Factbox: What a second Trump term would mean for U.S. financial policy
By Pete Schroeder and Michelle Price
WASHINGTON (Reuters) - A victory for US President Donald Trump in the November 3 election would continue his administration's four-year deregulation phase, which industry estimates have brought in at least $ 40 billion in profits for banks and other financial firms.
Here are some more key changes to financial rules policy experts would expect if the incumbent Republican wins a second term in the White House.
HOUSING FINANCING OVERHAUL
Trump's government could push ahead with the ambitious overhaul of the real estate finance market.
The Federal Housing Finance Agency (FHFA) has begun the difficult process of returning Fannie Mae and Freddie Mac, the government-sponsored companies that guarantee more than half of the country's mortgages, to the private markets. It has allowed the couple to strengthen their capital base by keeping more of their profits, and it is creating new capital requirements that should be completed by the end of this year.
In a second term, FHFA Director Mark Calabria could pursue plans to raise potentially billions of dollars in additional capital from private sources, reduce the couple's activities, strengthen internal controls and reduce risk.
The Trump administration has been a major proponent of innovation in financial services and has already taken steps to help tech companies get into banking. A second term would give Trump officials more leeway to advance into this often controversial area.
Brian Brooks, acting head of the Office of the Comptroller of the Currency (OCC), has been a strong advocate that fintech companies should be given the opportunity to apply for Bundesbank charters that give them more freedom to expand across the country. While this idea has been legally challenged by state regulators, a second term from Trump would give the OCC more runway to get its idea off the ground.
Under Trump, the Federal Deposit Insurance Corporation began granting non-bank special licenses to non-bank companies for the first time in over a decade, paving the way for more non-bank companies to enter the sector if Trump wins the election next month.

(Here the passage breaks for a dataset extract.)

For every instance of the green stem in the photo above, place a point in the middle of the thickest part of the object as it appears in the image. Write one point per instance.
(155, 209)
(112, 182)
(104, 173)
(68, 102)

Thanks to bank deregulation legislation passed in 2018 https://br.reuters.com/article/us-usa-house-banks-lobbying-idUSKCN1IN328, Trump regulators have eased capital and liquidity regulations https: //www.reuters .com / Articles / USA-USA-Fed-Banks / Fed-Eases-Post-Crisis-Rules-for-Domestic-Foreign Banks-IDUSKBN1WP2OU for many lenders, but global US banks have been largely excluded from this package. Lobbyists expect Wall Street banks to get more capital relief if Trump is re-elected, particularly with regard to the "G-SIB surcharge," an additional capital buffer needed by large global systemically important banks that have battled the measure .
Another industry focus is likely to be the "Collins Amendment," a rule introduced more than a decade ago after the financial crisis that sets minimum debt and capital requirements for banks. Federal Reserve officials, including Chairman Jerome Powell, had expressed their willingness to temporarily relax this requirement with the permission of Congress. Four more years under Trump would give the banking industry time to push for lasting relief.
CAPITAL MARKETS REFORM
Since a bill https://www.reuters.com/article/us-usa-house-capital-markets/house-passes-bipartisan-package-on-easing-capital-markets-rule-idUSKBN1K72RL to revise the US capital market rules In 2018, Republican lawmakers and lobbyists urged the Securities and Exchange Commission (SEC) to use their powers to cut red tape for listed companies and make it easier for private companies to go public. Policy experts believe the SEC will revise corporate disclosure and reporting rules and ease restrictions on raising private capital during Trump's second term.
Now that it has become more difficult for shareholders to get companies to deal with environmental and social issues, the SEC is likely to consider other ways to re-involve activist investors if Trump stays in office. This could include a potential tightening of short selling restrictions and disclosure rules if activist investors buy up company shares, policy experts said.